Robert Rodriguez of First Pacific Advisors, who deftly avoided financials last year and earned praise for the strong performance of his bond fund, tells Barron’s that he remains hesitant about stocks, and thinks the government’s stimulus package is missing the point.
In 2008, Rodriguez’s FPA Capital equity fund lost 34.8% for the year despite his avoidance of financials, in part because energy companies got hit hard in the second half of the year. But he says the losses he sustained are different from those sustained by managers who got burned on financials. “For the value managers who owned, say, AIG, Lehman Brothers, Bear Stearns, Washington Mutual and on down the list, all of those are permanent losses of capital,” he explains. “But for the energy companies that we have owned and taken a hit on, they have cash, pristine balance sheets, virtually no debt, and their equipment is good for 25 years. … We see energy as just a deferral of performance, rather than a permanent loss of performance.”
Currently Rodriguez’s fund is 64% in equities and 36% in cash, and half of that 64% is in energy, with big bets in energy coming in the past few months.
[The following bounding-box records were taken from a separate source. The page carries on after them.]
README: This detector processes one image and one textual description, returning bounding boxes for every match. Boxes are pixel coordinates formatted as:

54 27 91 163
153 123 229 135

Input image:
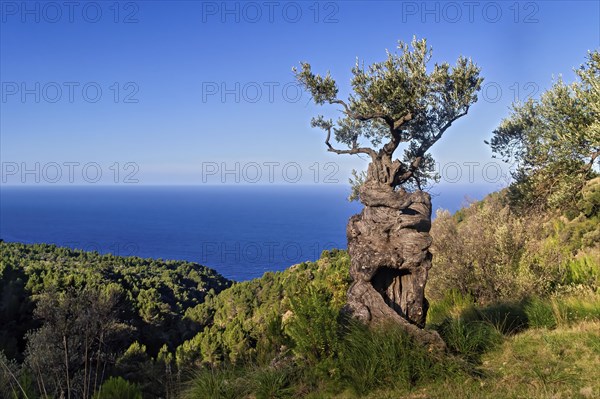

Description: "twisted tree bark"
346 182 445 350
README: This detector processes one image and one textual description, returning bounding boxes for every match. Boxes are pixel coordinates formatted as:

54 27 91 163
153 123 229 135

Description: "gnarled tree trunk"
347 175 445 350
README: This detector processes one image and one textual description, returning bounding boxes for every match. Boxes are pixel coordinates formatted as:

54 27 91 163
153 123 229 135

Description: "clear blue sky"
0 1 600 190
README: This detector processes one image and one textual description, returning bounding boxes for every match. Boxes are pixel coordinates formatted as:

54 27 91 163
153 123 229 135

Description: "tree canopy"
489 51 600 212
293 38 483 189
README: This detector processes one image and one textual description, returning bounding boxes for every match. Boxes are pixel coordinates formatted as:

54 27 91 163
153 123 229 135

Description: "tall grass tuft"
524 297 557 330
182 368 251 399
439 317 502 364
338 322 445 396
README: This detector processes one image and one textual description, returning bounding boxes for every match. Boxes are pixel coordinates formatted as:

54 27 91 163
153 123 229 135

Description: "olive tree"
293 38 483 343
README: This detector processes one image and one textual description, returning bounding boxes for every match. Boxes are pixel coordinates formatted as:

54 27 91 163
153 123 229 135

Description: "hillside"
0 241 231 358
0 178 600 398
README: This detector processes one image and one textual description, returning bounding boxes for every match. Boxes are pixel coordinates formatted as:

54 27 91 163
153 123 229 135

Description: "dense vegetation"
0 242 231 397
0 52 600 399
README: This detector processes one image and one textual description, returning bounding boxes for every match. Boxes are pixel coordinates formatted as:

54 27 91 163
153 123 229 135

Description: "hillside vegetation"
0 52 600 399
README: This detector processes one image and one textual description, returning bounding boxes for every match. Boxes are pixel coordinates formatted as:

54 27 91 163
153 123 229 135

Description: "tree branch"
325 123 377 159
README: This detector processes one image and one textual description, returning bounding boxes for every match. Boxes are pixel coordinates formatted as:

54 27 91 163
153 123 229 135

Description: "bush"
94 377 142 399
338 321 450 396
525 298 556 329
182 368 251 399
439 317 502 363
253 367 294 399
285 287 339 365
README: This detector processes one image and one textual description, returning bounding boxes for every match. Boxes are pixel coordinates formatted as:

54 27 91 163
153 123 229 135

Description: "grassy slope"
354 320 600 399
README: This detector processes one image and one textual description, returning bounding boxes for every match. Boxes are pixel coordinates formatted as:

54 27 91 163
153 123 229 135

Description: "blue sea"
0 185 491 281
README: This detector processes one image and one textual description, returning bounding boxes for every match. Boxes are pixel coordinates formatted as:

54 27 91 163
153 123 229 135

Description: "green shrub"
253 368 294 399
94 377 142 399
285 287 339 364
525 298 556 329
439 318 502 363
182 368 251 399
552 289 600 325
338 322 449 396
463 302 529 335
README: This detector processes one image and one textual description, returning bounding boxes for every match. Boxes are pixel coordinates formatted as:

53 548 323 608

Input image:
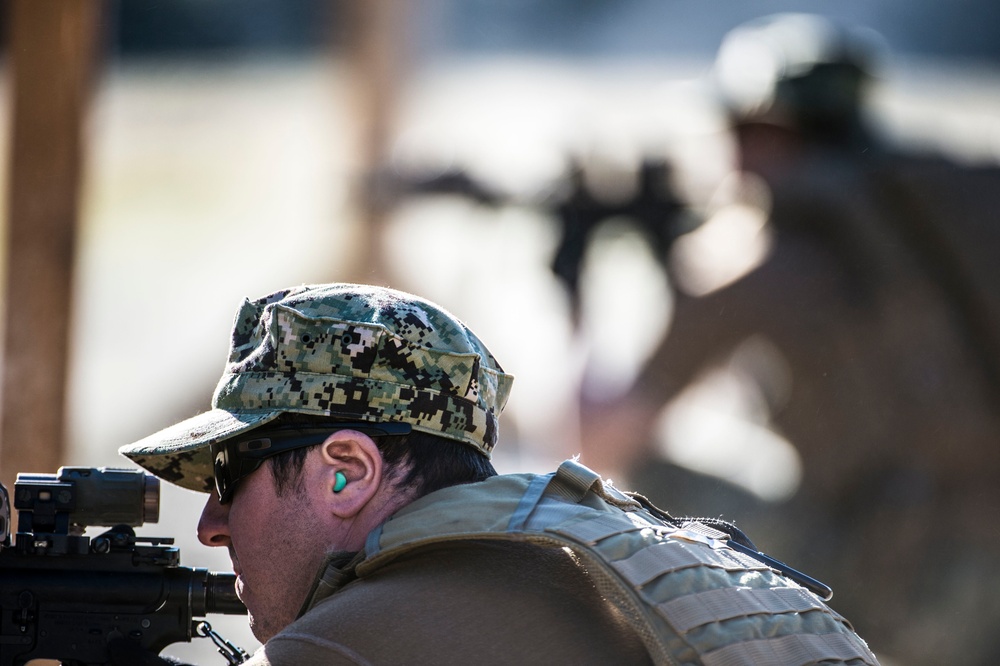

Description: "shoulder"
272 541 648 664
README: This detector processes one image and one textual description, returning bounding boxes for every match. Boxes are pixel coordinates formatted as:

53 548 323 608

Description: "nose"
198 493 230 546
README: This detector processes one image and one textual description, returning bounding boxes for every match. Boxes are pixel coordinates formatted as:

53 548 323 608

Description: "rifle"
0 467 247 666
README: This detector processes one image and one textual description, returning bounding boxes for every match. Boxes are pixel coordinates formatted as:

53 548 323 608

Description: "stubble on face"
229 459 329 643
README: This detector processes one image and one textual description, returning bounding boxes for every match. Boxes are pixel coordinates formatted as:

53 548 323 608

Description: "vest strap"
657 587 840 633
701 633 878 666
507 472 555 532
612 541 770 587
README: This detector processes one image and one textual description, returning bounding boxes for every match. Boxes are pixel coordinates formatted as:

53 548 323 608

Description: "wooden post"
341 0 409 284
0 0 103 487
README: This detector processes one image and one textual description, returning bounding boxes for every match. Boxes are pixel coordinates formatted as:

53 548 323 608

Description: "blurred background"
0 0 1000 665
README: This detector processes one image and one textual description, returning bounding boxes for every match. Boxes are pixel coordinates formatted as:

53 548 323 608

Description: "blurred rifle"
0 467 247 666
370 159 698 321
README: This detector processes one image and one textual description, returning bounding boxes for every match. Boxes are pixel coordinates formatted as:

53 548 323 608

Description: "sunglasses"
211 421 411 504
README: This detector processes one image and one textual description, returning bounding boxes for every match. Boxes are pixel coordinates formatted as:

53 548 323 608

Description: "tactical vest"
354 460 878 666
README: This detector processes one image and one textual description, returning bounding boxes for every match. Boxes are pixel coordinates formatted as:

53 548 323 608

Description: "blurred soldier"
581 15 1000 664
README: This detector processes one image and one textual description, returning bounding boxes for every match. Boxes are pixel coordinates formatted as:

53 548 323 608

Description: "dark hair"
271 414 497 497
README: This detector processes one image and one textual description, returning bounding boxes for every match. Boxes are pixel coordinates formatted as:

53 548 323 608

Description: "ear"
319 430 384 519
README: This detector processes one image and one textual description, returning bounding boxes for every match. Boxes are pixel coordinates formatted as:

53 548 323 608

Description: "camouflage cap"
119 283 513 492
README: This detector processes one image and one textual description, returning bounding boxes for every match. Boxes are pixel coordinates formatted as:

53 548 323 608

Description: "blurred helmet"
714 14 881 140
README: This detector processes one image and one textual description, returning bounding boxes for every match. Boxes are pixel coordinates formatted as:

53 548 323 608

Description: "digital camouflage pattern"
119 283 513 492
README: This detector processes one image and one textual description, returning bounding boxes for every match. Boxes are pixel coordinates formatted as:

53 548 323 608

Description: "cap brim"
118 409 280 492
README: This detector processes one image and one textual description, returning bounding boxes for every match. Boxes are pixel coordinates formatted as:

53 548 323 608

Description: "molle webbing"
357 461 878 666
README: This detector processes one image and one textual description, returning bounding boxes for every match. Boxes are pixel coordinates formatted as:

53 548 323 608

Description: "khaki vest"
313 460 878 666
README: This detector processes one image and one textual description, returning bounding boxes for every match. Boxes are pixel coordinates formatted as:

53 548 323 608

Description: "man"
121 284 875 665
580 14 1000 666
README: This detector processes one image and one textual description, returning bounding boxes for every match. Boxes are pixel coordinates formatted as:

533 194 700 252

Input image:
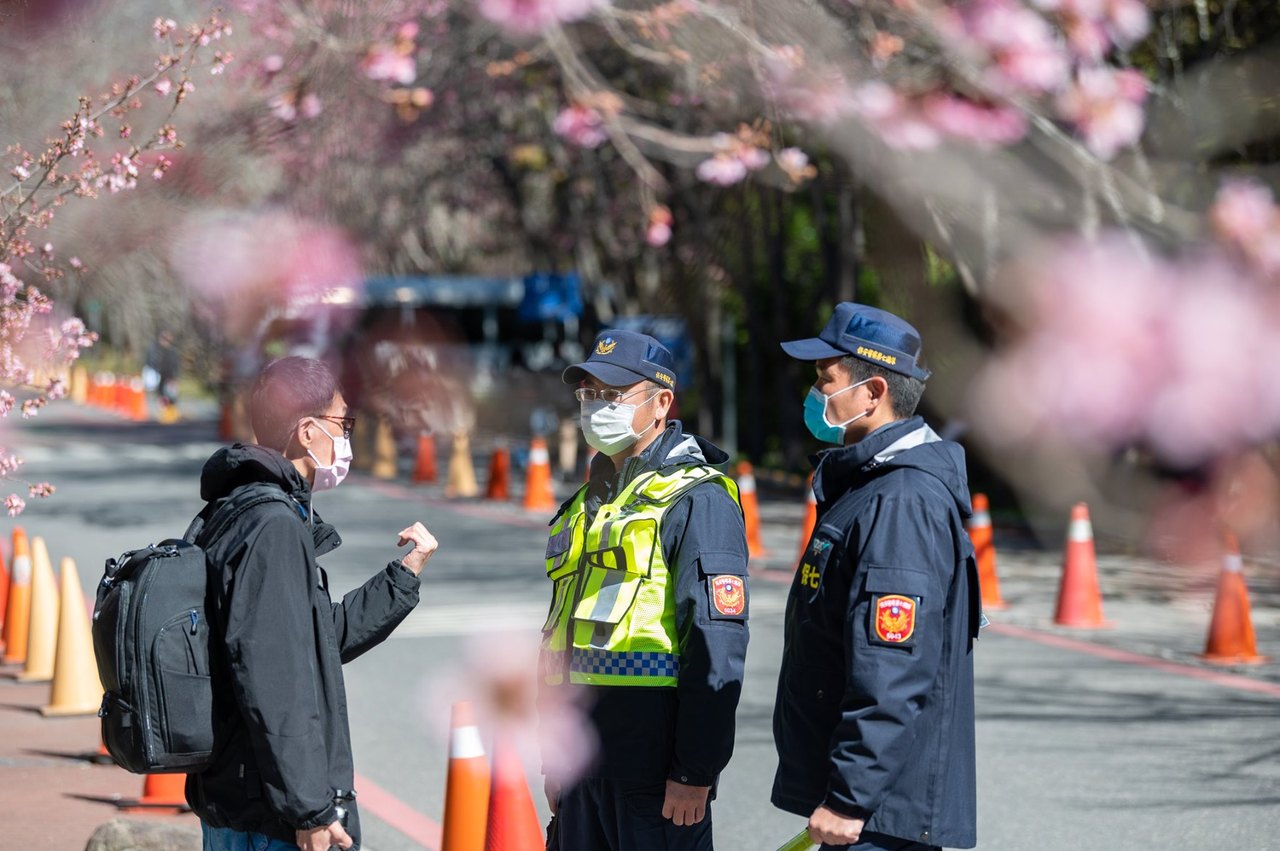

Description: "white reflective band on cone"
13 555 31 585
1066 520 1093 541
449 726 484 759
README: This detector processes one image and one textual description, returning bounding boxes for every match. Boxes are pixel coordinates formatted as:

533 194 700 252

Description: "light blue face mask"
804 379 870 447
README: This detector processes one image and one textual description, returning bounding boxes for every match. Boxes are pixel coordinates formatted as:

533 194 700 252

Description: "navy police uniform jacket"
543 420 750 786
773 417 980 848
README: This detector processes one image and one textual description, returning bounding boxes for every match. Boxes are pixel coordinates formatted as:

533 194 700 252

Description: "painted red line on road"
356 774 442 851
988 623 1280 697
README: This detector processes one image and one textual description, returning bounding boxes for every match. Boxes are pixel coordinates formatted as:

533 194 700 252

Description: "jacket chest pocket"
795 523 842 604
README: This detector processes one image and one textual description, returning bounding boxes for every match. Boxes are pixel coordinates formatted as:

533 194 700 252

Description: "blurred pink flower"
695 154 746 186
973 235 1280 465
957 0 1071 95
920 92 1027 145
1208 180 1280 247
552 104 609 148
420 628 598 784
476 0 602 35
854 81 942 151
1106 0 1151 47
360 45 417 86
1057 67 1147 160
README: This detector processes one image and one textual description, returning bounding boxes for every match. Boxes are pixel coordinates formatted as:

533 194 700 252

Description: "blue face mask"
804 379 870 447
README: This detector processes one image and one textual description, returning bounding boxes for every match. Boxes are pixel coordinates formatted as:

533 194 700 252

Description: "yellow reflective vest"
541 466 739 687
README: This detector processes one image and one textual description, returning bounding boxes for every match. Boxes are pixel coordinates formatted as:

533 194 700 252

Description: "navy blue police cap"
561 330 676 390
782 302 931 381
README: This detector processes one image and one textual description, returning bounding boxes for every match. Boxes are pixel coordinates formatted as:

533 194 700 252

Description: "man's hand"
662 781 712 827
293 822 355 851
809 806 867 845
543 777 559 815
396 523 440 576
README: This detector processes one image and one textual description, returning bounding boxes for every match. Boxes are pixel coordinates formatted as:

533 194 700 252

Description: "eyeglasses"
315 413 356 440
573 386 649 404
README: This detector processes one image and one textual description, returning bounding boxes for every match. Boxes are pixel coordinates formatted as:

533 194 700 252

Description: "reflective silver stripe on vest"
570 648 680 677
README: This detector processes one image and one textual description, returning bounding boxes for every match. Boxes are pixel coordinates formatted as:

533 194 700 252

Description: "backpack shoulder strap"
183 482 301 544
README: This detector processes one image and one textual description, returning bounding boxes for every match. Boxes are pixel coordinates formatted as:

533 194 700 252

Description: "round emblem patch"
712 575 746 617
876 594 915 644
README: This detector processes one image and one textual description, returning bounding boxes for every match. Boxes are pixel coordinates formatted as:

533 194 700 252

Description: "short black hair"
840 356 924 420
248 356 339 452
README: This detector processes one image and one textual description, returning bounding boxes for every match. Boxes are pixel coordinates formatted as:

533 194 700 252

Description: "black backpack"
92 484 296 774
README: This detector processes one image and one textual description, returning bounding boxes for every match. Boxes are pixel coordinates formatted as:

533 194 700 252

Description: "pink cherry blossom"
552 105 609 148
1106 0 1151 47
1057 67 1147 160
694 154 746 186
476 0 602 35
360 45 417 86
920 92 1027 145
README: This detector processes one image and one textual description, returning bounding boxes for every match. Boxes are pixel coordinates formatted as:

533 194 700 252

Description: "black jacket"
553 420 750 786
773 417 980 847
187 444 419 847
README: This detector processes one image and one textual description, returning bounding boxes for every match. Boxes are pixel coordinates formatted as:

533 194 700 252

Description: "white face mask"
579 390 660 456
307 422 355 491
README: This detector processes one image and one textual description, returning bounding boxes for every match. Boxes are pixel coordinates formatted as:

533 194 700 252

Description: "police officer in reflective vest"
541 330 748 851
773 302 980 851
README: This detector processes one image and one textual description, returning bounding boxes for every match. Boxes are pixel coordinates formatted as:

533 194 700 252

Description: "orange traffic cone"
370 417 397 480
18 535 58 682
440 703 489 851
525 438 556 511
484 736 547 851
128 379 151 422
1053 503 1111 628
40 558 102 717
413 431 440 484
965 494 1006 612
444 431 480 497
0 537 9 654
4 526 31 664
796 473 818 567
737 461 764 558
116 774 191 813
1201 530 1267 664
484 447 511 499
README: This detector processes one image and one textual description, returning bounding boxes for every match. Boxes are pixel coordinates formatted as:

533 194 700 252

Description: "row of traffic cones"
0 526 187 810
968 494 1266 664
0 526 102 717
411 433 557 511
82 372 150 422
440 703 547 851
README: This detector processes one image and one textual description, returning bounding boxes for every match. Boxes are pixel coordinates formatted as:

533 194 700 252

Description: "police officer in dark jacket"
187 357 436 851
773 302 980 851
541 331 749 851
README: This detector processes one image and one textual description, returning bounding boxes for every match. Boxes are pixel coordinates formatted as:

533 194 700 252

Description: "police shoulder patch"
712 573 746 618
870 594 919 646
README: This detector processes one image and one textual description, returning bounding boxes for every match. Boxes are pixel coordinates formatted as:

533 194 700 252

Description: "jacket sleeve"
225 512 335 828
663 484 749 786
333 559 421 663
824 495 955 818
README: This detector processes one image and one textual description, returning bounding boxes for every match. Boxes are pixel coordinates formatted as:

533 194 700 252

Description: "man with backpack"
187 357 436 851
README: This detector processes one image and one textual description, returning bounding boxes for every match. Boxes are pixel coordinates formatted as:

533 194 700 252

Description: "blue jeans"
200 822 298 851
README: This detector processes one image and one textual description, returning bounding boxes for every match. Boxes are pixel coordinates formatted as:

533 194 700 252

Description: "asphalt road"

Todd Sullivan often posts some great speeches or client letters from successful investors on his ValuePlays web site, and he recently featured a particularly interesting speech that former hedge fund star Mark Sellers gave to Harvard Business School students.
In the speech, Sellers tells these top students that they “have almost no chance of being a great investor”, the type who can compound money at 20%+ a year for the long run. “You have a really, really low probability, like [1 in 50] or less,” he says. “And the reason is that it doesn’t much matter what your IQ is, or how many books or magazines or newspapers you have read, or how much experience you have, or will have later in your career. These are things that many people have and yet almost none of them end up compounding at 20% or 25% over their careers.”
“Expert”. It’s a term that gets thrown around an awful lot in parts of our society, and the financial world is no exception. But in an interview with Money magazine, researcher Philip Tetlock warns not to trust someone just because they’re called an expert, and explains why so many of these supposed “experts” failed to see the market crash and economic crisis coming.